Cos’è l’asbestosi e come viene diagnosticata?
L’asbestosi, una pneumopatia interstiziale diffusa, è una conseguenza diretta dell’esposizione prolungata a fibre di asbesto. La patogenesi è caratterizzata da una risposta infiammatoria cronica con complicazioni cardiache e può evolvere in tumore polmonare o mesotelioma pleurico.
La progressiva compromissione degli scambi gassosi si manifesta clinicamente con dispnea, tosse secca e affaticamento.
Anche se l’uso dell’amianto è stato vietato con la legge 257 del 1992, l’asbestosi può ancora colpire persone che sono state esposte a questo materiale in passato. La malattia si sviluppa lentamente e può passare molto tempo prima che i sintomi si manifestino, poiché le malattie correlate all’amianto possono avere un processo di sviluppo anche molto ampio, e presentarsi dai 25 anni dopo l’esposizione fino ad arrivare anche ai 50 anni.

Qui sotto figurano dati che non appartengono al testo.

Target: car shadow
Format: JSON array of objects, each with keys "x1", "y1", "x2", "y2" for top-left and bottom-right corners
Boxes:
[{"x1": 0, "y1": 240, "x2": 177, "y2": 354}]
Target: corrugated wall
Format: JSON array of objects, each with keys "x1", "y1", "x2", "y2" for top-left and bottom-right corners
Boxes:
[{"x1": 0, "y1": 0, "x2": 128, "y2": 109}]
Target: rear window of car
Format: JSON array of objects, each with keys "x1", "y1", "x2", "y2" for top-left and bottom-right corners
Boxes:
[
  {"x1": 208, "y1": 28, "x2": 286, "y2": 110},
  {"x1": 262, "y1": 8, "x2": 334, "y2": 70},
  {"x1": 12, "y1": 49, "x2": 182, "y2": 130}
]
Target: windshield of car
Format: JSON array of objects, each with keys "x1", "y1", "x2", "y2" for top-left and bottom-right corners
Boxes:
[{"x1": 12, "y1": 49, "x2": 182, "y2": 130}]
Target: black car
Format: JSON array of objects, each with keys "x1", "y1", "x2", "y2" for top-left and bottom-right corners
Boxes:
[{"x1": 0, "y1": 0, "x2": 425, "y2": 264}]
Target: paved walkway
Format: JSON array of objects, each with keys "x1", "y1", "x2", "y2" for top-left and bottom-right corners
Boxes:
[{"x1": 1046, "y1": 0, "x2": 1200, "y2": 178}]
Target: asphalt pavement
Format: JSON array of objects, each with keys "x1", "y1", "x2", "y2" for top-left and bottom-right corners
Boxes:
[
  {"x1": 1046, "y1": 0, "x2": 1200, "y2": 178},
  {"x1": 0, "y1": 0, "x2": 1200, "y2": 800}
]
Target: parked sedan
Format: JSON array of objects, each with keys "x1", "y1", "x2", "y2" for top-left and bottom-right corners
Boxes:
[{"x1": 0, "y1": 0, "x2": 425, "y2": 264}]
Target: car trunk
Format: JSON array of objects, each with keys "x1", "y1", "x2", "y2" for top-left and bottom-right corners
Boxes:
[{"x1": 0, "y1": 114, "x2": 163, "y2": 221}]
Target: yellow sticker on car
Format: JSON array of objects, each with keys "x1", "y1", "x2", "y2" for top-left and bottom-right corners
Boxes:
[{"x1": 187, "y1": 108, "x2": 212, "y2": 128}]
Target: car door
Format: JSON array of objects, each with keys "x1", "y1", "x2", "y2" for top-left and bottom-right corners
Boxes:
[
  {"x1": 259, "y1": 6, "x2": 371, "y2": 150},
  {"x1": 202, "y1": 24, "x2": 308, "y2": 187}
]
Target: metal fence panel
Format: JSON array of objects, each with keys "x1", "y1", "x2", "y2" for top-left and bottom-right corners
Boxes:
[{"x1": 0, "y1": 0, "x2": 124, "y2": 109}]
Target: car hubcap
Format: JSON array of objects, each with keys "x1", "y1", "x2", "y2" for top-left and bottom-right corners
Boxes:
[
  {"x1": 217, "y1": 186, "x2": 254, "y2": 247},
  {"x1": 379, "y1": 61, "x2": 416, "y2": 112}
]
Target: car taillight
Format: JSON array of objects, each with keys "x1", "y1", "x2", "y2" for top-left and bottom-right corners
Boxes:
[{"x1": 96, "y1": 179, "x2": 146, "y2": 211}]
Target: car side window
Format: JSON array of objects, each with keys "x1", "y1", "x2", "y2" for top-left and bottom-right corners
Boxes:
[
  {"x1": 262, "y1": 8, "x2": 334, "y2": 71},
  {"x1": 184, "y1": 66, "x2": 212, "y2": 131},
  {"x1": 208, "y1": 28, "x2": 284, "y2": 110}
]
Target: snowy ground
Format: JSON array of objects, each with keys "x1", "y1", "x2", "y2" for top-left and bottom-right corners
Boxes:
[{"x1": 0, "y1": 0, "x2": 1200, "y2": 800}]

La diagnosi viene fatta attraverso esami come la spirometria, la radiografia toracica e la TAC.
Categorie di lavoratori a rischio
La maggiore incidenza di casi di asbestosi polmonare si riscontra nelle seguenti attività produttive:
- Estrazione mineraria: in particolare, l’estrazione della fibra di amianto grezzo dalle cave.
- Produzione di materiali edili: utilizzo dell’amianto per la produzione di isolanti termici ed elettrici, e impiego in edilizia in generale.
- Industria meccanica: produzione di caldaie, scaldabagni e componenti per freni a disco.
- Tessile: tessitura di fibre di amianto per la produzione di tute e guanti protettivi utilizzati in settori come l’antincendio (vigili del fuoco) e l’aviazione (piloti).
- Cantieristica navale: lavorazioni in cantieri navali.
- Trasporti: settore ferroviario, con l’utilizzo dell’amianto come isolante nelle carrozze dei treni.
- Industria chimica: utilizzo dell’amianto in diversi processi industriali.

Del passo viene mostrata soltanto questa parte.